Finally, we can restrict the output to words or phrases in a wordlist using a wordlist as a filter. `puztool.lists.<name>` fetches a `WordList` object derived from `data/wordlists/<name>.txt`; this library doesn't ship with any word lists except OSPD because they're all enormous, but I use a list stored as `npl.txt` that is just the NPL's `allwords.txt` with punctuation, spaces, etc. stripped out. So we can filter the thing with:

In [5]:
iter_strings(grid, len=(5,None)) | add_aka | lists.npl | P.all()

[Result(val='freakaccident', provenance=(FromGrid(start=(0, 8), end=(10, 8)), ('frenccident', 3))),
 Result(val='cloakanddagger', provenance=(FromGrid(start=(1, 2), end=(12, 13)), ('clownddagger', 3))),
 Result(val='unspeakable', provenance=(FromGrid(start=(4, 12), end=(12, 4)), ('unspeible', 5))),
 Result(val='lakatos', provenance=(FromGrid(start=(5, 10), end=(9, 14)), ('lrtos', 1))),
 Result(val='wakanda', provenance=(FromGrid(start=(5, 13), end=(9, 9)), ('wanda', 1))),
 Result(val='leakage', provenance=(FromGrid(start=(5, 14), end=(1, 14)), ('lesge', 2))),
 Result(val='leakages', provenance=(FromGrid(start=(5, 14), end=(0, 14)), ('lesges', 2))),
 Result(val='jakarta', provenance=(FromGrid(start=(6, 0), end=(10, 0)), ('jlrta', 1))),
 Result(val='breakaleg', provenance=(FromGrid(start=(6, 6), end=(0, 0)), ('brealeg', 3))),
 Result(val='speakable', provenance=(FromGrid(start=(6, 10), end=(12, 4)), ('speible', 3))),
 Result(val='yamanaka', provenance=(FromGrid(start=(11, 0), end=(6, 5))

Now we can run this on the full list of strings in the grid. Since the return values are `Result` objects with same-length provenances, it's helpful to unpack them into a pandas DataFrame so that they render nicely in this notebook.

In [6]:
iter_strings(grid, len=(5,None)) | add_aka | lists.npl | P.df(columns=['word', 'grid_range', 'aka'])

Unnamed: 0,word,grid_range,aka
0,freakaccident,"(0, 8)->(10, 8)","(frenccident, 3)"
1,cloakanddagger,"(1, 2)->(12, 13)","(clownddagger, 3)"
2,unspeakable,"(4, 12)->(12, 4)","(unspeible, 5)"
3,lakatos,"(5, 10)->(9, 14)","(lrtos, 1)"
4,wakanda,"(5, 13)->(9, 9)","(wanda, 1)"
5,leakage,"(5, 14)->(1, 14)","(lesge, 2)"
6,leakages,"(5, 14)->(0, 14)","(lesges, 2)"
7,jakarta,"(6, 0)->(10, 0)","(jlrta, 1)"
8,breakaleg,"(6, 6)->(0, 0)","(brealeg, 3)"
9,speakable,"(6, 10)->(12, 4)","(speible, 3)"


The above chart shows all the words or phrases found in the grid, followed by the coordinates where the word was located, then followed by the actual string that was in the grid and the index that needs to be replaced by `'aka'` to yield the answer to the clue.

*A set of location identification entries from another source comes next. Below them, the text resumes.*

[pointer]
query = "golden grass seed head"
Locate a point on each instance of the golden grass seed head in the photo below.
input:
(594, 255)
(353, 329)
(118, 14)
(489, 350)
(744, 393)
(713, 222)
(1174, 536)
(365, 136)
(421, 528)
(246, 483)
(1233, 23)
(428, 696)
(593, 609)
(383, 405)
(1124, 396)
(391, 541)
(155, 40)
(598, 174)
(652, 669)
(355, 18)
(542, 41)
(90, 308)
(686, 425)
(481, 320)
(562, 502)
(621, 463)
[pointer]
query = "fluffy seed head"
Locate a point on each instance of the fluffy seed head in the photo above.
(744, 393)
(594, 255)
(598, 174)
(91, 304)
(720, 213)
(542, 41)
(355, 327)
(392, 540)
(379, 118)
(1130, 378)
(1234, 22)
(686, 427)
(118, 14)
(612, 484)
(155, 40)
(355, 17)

Obviously there are a few extras - "speakable" and "leakages" aren't answers to the clues, they're just coincidental ("speakable" is a substring of "unspeakable", and "leakages" is just because there happened to be an "s" after "leakage"); we can manually remove these with P.exclude.

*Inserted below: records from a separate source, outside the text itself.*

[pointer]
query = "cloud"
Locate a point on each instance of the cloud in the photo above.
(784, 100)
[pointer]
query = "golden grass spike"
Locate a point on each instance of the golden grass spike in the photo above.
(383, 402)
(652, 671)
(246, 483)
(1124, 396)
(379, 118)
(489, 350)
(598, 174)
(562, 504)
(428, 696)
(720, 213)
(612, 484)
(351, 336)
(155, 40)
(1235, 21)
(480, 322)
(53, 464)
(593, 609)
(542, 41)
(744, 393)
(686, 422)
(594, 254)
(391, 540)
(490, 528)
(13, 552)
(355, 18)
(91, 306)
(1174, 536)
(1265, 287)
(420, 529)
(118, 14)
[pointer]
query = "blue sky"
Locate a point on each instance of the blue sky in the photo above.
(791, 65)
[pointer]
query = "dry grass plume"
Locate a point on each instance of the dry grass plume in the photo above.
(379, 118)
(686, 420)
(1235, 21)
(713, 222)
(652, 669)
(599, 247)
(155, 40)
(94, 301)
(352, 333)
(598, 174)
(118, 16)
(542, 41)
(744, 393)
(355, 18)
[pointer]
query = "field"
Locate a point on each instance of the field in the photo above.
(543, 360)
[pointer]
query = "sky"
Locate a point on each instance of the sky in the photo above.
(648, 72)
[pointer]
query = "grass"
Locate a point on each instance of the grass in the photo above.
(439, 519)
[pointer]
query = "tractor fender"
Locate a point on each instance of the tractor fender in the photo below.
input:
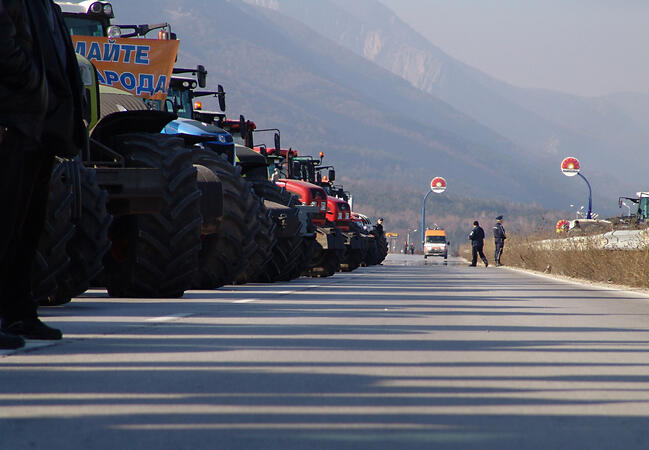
(137, 121)
(211, 199)
(286, 218)
(330, 238)
(352, 240)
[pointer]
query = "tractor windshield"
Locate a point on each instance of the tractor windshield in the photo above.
(182, 100)
(643, 211)
(84, 26)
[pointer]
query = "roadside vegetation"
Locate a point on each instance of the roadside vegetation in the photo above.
(583, 261)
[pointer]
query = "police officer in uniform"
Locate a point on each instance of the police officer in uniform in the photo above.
(499, 239)
(477, 243)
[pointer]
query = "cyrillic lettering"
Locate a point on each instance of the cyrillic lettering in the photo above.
(161, 86)
(111, 77)
(145, 84)
(111, 52)
(142, 54)
(94, 52)
(128, 80)
(128, 51)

We can index each FromGrid provenance entry by the number of the changed letter to get the coordinates in the grid of that specific letter; we store that coordinate in a new column `pos`, and store the letter in a new column `a`, then sort by `pos` (i.e., top-to-bottom and then left-to-right, as we'd expect to read them off the grid):


In [7]:
df = iter_strings(grid, len=(5,None)) | add_aka | lists.npl | P.exclude("speakable", "leakages") | P.df(columns=['word', 'grid_range', 'aka'])
df['pos'] = [r.grid_range[r.aka[1]] for r in df.itertuples()]
df['a'] = [x[y] for x,y in df['aka']]
df.sort_values('pos')

Unnamed: 0,word,grid_range,aka,pos,a
7,breakaleg,"(6, 6)->(0, 0)","(brealeg, 3)","(3, 3)",a
0,freakaccident,"(0, 8)->(10, 8)","(frenccident, 3)","(3, 8)",n
5,leakage,"(5, 14)->(1, 14)","(lesge, 2)","(3, 14)",s
1,cloakanddagger,"(1, 2)->(12, 13)","(clownddagger, 3)","(4, 5)",w
8,yamanaka,"(11, 0)->(6, 5)","(yamane, 5)","(6, 5)",e
3,lakatos,"(5, 10)->(9, 14)","(lrtos, 1)","(6, 11)",r
4,wakanda,"(5, 13)->(9, 9)","(wanda, 1)","(6, 12)",a
6,jakarta,"(6, 0)->(10, 0)","(jlrta, 1)","(7, 0)",l
2,unspeakable,"(4, 12)->(12, 4)","(unspeible, 5)","(9, 7)",i
9,sneakattack,"(11, 14)->(11, 6)","(sneattack, 3)","(11, 11)",a


In case that's unclear, we can extract the actual letters to a string pretty easily:

In [8]:
''.join(df.sort_values('pos')['a'])

'answeralias'

The answer to the puzzle, therefore, is **alias**.